Rifletté un poco, quindi
concluse:
— Ecco! Basterà a tutti e due
quello, che bastava a me solo.
Lento appare il tempo agli
infelici. Lentissimo appariva, dunque, allo zio ed al nipote, intenti a
trasformarsi, a poco a poco, da creature vive in ombre e fantasmi. A poco a
poco le riserve d'adipe, depositate nelle membra di Polonio, si scioglievano e
si consumavano onde sopperire ai vuoti, scavati dal digiuno: e gli occhi, per
l'addietro sorgenti fra i guancialetti delle palpebre, si ritraevano sempre più
verso il fondo di due abissi, ai quali una floscia grinzosa pelle facea da
velario.
Un giorno, frugando tra le carte
dello zio con l'onesta intenzione di trovar qualche savio appunto intorno ai
costumi delle Americhe, Macario s'abbatté in una noticina così formulata:
«Le mie sostanze, che ammontano
a due milioni, saranno ereditate dal pio nipote Macario s'egli, riputandomi
povero, si dimostrerà generoso».
Quella sera, Polonio fu invitato
a prender posto a una mensa sfolgorante di cristalli e carca di cibi e ricca di
vini prelibati. Mangiò e bevve, egli, in silenzio, fissando il nipote con
pupille ormai quasi dileguate nella buia profondità delle orbite.

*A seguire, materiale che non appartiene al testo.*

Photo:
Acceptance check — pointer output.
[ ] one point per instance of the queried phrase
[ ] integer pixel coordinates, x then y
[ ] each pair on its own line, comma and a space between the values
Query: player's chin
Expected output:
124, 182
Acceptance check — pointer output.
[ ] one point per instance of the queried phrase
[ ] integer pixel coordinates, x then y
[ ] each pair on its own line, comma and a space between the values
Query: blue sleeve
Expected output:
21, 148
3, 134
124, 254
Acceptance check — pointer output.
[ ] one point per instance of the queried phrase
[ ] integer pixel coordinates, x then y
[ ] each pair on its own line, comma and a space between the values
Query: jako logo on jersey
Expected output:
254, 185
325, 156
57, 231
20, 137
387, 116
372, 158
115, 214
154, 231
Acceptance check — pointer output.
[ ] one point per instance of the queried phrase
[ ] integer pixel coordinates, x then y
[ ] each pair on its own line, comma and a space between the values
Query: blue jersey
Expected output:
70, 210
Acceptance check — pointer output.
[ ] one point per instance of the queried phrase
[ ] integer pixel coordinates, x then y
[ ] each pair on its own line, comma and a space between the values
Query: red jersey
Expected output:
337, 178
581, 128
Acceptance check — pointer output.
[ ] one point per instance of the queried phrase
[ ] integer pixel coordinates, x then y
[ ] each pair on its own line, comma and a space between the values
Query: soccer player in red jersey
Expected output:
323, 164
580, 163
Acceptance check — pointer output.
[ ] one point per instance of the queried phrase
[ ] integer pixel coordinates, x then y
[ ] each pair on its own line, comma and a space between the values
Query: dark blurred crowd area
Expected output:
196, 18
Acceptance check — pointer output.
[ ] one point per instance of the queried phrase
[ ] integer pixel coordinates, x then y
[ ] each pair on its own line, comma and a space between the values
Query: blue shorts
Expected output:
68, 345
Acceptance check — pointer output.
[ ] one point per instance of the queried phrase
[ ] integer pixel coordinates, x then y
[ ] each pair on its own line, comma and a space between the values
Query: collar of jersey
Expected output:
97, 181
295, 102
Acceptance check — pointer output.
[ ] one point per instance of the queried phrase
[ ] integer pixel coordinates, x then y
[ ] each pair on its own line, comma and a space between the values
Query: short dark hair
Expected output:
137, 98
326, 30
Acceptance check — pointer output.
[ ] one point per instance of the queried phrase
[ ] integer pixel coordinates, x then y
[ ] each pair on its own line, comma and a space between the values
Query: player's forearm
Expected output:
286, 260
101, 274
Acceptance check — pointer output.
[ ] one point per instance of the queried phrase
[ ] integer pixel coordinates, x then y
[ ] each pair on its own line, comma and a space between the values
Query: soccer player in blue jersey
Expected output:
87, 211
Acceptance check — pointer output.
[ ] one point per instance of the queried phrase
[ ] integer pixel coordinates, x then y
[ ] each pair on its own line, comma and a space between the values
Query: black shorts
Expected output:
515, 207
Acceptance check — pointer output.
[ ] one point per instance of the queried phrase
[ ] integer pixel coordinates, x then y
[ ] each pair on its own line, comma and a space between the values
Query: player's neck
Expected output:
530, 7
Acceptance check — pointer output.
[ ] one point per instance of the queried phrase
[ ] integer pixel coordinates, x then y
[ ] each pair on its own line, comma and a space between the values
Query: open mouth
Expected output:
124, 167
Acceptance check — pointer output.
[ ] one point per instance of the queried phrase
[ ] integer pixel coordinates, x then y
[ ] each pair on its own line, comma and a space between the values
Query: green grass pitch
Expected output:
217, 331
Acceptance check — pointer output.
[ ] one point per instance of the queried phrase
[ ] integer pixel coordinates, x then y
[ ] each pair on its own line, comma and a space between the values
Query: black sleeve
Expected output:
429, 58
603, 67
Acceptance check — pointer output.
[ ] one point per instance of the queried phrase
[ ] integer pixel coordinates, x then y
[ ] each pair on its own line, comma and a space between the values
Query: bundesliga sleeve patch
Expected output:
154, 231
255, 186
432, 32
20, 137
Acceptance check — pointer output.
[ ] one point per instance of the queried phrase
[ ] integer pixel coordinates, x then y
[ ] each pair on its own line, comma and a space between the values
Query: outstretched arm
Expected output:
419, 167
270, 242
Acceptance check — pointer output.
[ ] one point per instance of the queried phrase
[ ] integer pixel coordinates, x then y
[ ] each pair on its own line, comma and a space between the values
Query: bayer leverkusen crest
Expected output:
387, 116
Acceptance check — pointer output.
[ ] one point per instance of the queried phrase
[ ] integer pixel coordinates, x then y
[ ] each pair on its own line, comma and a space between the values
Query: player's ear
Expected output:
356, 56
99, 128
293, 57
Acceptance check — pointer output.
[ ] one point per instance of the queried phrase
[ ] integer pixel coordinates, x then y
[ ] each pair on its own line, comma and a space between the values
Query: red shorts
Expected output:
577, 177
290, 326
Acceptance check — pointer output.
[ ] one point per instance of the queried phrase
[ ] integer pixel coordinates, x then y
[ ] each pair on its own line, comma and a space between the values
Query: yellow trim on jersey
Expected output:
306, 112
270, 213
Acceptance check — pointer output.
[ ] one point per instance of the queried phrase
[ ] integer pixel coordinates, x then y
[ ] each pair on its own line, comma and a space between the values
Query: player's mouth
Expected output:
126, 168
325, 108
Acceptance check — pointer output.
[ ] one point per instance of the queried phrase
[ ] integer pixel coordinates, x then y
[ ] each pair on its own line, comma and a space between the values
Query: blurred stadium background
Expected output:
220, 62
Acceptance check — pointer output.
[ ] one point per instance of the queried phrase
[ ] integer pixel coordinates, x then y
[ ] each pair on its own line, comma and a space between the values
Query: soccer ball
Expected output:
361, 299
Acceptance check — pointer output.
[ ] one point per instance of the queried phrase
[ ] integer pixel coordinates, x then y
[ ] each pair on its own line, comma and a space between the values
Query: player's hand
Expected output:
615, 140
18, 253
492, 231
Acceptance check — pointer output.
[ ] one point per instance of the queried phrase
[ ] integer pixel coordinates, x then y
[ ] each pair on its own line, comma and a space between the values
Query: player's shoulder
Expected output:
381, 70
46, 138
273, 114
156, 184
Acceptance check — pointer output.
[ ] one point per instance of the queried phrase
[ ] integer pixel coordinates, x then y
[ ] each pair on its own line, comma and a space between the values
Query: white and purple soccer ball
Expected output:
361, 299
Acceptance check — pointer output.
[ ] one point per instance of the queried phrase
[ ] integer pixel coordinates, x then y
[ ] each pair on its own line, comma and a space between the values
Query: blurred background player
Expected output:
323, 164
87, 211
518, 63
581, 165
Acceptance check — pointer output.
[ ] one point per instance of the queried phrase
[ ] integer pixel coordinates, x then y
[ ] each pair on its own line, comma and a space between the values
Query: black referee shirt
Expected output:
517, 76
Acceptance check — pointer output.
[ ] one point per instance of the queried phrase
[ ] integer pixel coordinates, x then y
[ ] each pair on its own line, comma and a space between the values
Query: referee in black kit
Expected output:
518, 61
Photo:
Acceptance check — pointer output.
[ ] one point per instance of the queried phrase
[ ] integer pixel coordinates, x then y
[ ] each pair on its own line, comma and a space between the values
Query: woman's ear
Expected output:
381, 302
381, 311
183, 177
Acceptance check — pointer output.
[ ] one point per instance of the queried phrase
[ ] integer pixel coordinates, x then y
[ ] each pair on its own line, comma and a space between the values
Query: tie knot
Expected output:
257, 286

Mangiò a crepapelle, bevve a
garganella; poi, disse con voce tetra:
— Mi lodo di aver sperato in te
sin quasi a questo momento.
— Perché il quasi?, balbettò
Macario.
— Perché due ore or sono ho
dettato un altro testamento al notaio.
— Lo distruggerai!, gridò
Macario.
— Troppo tardi!, gemette lo zio
Polonio.
E si accasciò sulla sedia,
pronto per il sepolcro.
Or mentre Macario registrava
sull'effemeride «Ho peccato di prodigalità: e inutilmente», qualcuno bussò
all'uscio. Era il venerando esculapio, che recava tristi notizie.
— Sappi, disse il savio medico,
che Clorinda tua è molto malata. Poiché un morbo crudele afflisse, di recente,
anche te, il cuor tuo, ricordando i dolori sofferti, si mostrerà, certo,
benigno. Clorinda teme di morire: e vorrebbe rivederti, e, forse, domandarti
perdono.
— Qual è la malattia?, chiese
Macario.
— È una punizione, ahimè!, di
peccati. O Venere, come sei dolce ed aspra ad un tempo verso i tuoi fedeli!
— Rimanga, Clorinda, con
Venere!, proruppe Macario. I suoi tormenti non saranno mai uguali a quelli,
ch'io sto provando, poiché s'ella ha il rimorso d'essersi procacciata troppo
presto la morte, io ho il rimorso maggiore di averla procacciata troppo tardi.